ZIMBABWE Media commission member Lawton Hikwa has called for the realignment of the media laws with new constitution which was adopted through a referendum in March last year.

The government has been reluctant to realign laws with the new supreme law which replaced the post-war Lancaster House constitution which had been used since 1980.

Addressing journalists at the Press Club on Wednesday, commissioner Hikwa who is also the Dean of Communication and Information Technology at the National University of Science and Technology, said media laws such AIPPA and the Criminal Law (Codification Reform ) Act are among laws which are ultra-vires with the new constitution.

“There are a lot of media freedom gains in the new constitution but unfortunately laws such as AIPPA are still a problem. We need to have new legislation,” said Hikwa.

Zimbabwean media laws have been widely condemned as being amongst the most stringent in the world. Dozens of journalists have been arrested while the courts have routinely condemned and ruled against these laws.

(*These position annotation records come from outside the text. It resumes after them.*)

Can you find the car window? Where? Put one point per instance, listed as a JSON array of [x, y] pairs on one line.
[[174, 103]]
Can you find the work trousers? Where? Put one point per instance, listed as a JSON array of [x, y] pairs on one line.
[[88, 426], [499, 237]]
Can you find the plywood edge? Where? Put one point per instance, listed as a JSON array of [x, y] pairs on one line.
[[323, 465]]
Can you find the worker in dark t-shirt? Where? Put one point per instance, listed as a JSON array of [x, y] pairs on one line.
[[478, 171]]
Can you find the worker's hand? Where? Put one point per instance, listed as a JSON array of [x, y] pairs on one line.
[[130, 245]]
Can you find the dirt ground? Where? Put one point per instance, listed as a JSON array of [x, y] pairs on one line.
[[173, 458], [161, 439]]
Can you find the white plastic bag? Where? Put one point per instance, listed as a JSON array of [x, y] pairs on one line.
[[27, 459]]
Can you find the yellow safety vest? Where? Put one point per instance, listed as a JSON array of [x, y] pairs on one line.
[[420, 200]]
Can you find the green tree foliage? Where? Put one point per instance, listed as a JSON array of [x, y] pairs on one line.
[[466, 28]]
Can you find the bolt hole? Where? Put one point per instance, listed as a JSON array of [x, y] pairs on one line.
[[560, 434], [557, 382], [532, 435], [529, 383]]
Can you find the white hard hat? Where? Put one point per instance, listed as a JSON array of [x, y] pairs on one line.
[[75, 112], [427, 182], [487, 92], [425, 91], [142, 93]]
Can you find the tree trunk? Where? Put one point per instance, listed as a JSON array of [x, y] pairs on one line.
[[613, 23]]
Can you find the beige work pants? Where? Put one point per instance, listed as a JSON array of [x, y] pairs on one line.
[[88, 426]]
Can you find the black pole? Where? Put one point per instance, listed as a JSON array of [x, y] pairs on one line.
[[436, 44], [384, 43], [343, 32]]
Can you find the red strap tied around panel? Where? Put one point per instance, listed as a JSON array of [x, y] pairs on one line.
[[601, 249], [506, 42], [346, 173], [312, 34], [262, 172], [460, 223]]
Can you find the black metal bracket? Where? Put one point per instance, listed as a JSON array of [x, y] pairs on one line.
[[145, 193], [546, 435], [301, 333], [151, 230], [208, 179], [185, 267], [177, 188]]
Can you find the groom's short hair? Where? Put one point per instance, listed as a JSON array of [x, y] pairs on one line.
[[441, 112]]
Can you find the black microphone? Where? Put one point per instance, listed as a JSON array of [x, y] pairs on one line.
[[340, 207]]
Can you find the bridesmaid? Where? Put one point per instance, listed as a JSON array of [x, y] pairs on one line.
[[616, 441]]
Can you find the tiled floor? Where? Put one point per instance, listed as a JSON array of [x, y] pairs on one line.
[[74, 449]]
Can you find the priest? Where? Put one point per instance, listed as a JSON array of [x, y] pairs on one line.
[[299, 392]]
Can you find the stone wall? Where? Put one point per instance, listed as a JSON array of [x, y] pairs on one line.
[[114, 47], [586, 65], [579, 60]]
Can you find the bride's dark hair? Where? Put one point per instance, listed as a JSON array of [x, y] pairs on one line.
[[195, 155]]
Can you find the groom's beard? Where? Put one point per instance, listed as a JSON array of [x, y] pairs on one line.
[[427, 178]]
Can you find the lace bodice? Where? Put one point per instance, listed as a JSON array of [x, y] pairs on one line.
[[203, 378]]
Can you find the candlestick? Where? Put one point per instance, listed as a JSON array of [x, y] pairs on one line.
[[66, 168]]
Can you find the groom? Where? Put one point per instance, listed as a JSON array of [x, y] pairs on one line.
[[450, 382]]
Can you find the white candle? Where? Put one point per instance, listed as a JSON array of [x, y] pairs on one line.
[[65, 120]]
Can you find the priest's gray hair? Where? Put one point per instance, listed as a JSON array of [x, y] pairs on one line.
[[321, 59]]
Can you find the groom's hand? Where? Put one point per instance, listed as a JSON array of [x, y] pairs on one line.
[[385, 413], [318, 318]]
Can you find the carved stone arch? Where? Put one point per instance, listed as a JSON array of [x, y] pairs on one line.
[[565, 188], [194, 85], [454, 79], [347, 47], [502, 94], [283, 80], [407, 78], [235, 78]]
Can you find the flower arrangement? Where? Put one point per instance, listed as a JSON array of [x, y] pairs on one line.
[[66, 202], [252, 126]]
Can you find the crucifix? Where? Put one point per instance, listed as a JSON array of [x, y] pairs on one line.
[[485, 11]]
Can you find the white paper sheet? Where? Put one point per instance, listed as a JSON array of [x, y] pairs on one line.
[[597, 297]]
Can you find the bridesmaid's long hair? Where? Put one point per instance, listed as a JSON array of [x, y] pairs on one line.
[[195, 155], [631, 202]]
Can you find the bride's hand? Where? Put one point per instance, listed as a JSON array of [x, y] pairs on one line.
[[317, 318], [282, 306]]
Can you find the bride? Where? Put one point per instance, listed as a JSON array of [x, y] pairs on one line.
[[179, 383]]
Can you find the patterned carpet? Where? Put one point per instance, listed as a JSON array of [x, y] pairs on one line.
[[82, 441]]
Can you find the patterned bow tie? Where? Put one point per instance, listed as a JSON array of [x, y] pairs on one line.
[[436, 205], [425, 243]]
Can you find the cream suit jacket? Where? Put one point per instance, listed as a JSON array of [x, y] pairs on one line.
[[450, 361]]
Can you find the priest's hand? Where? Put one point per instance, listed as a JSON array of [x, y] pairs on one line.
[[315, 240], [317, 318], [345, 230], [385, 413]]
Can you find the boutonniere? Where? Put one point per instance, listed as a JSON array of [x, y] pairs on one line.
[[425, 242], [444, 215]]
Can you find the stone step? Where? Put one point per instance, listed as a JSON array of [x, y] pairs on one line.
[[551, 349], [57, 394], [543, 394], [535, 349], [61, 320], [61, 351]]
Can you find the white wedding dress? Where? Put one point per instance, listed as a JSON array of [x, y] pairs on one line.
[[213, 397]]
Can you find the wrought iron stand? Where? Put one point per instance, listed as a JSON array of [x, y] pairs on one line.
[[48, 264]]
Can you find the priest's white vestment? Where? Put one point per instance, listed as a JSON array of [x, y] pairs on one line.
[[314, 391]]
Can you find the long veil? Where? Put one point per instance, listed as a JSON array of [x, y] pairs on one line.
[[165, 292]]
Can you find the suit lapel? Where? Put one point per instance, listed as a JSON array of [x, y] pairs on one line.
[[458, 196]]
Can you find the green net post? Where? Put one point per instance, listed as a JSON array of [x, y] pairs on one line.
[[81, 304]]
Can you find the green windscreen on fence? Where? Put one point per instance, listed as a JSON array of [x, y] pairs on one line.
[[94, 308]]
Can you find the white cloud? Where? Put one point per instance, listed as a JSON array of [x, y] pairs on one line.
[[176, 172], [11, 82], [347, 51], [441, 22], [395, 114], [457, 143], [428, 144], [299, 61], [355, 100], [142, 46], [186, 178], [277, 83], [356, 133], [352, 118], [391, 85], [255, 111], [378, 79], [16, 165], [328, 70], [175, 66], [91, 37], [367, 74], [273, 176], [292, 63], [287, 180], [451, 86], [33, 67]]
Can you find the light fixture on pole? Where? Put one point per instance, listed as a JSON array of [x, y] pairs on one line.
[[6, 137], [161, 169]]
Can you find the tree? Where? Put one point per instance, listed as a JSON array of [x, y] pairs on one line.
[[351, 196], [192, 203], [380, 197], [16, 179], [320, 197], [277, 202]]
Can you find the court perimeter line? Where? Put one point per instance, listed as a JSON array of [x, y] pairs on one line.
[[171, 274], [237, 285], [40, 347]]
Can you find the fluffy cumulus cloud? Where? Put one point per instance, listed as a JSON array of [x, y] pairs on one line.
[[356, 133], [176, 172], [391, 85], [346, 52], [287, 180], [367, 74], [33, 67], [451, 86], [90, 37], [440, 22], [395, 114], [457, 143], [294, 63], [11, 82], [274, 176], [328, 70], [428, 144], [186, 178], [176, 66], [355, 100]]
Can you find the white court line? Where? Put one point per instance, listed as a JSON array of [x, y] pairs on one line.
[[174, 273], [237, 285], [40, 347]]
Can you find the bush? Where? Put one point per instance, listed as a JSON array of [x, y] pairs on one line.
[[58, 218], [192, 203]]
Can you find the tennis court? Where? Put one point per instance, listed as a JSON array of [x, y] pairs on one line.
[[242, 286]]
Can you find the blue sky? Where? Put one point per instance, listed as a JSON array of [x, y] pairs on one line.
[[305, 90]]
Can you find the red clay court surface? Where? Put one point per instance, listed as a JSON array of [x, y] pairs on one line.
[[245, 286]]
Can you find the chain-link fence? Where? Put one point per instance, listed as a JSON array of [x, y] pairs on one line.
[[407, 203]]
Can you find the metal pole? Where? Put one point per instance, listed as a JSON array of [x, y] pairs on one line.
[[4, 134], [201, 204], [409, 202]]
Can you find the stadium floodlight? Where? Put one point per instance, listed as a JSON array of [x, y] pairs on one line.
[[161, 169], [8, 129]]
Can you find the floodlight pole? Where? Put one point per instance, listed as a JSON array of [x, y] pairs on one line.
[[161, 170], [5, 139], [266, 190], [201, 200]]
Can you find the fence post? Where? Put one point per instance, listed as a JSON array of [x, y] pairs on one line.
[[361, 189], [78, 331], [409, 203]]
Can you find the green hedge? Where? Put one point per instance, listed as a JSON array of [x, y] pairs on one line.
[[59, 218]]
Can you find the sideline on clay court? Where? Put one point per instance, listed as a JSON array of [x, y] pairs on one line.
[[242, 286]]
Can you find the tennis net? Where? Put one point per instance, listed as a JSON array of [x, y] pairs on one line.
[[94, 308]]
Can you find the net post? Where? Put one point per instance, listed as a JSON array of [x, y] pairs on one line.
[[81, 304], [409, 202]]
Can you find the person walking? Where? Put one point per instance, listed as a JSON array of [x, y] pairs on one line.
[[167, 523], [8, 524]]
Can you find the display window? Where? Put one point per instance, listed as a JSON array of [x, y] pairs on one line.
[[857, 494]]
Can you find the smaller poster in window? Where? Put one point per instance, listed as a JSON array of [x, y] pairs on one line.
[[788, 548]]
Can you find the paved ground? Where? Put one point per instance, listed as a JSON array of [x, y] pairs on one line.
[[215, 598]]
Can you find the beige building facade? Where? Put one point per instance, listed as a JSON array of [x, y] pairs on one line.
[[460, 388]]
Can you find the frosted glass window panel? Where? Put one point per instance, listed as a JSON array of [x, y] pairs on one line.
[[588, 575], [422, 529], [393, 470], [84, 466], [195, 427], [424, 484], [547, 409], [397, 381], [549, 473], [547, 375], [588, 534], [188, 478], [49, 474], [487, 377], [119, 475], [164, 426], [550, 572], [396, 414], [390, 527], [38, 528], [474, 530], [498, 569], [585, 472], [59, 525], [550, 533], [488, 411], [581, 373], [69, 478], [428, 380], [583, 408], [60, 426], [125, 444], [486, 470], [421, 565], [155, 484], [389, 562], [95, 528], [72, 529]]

But the government has remained unwilling to replace them.

Speaking in the same meeting the chairperson of the Voluntary Media Council of Zimbabwe (VMCZ) ethics committee Tapfuma Machakaire, lambasted the media for being unprofessional and unethical during the periods leading to the MDC-T and Zanu PF congresses which were marked by sharp differences within its top officials.

The MDC-T held its congress in October this year while Zanu PF held its own early this month.

“The birth of the MDC Renewal Team created a lot of interest in the media and similarly the clear lines drawn between the factions in Zanu PF also created a new wave of unprofessional conduct in our media,” said Machakaire.

The veteran scribe said the dramatic entrance of the First Lady Grace Mugabe into the political arena also created a fresh wave of unprofessionalism in the media.

He said: “The Dr AMai hurricane wave was another development that saw media organisations throwing ethics out of the window as they carelessly allowed unbalanced sometimes unfair attacks on individuals to be published without taking necessary precautions.”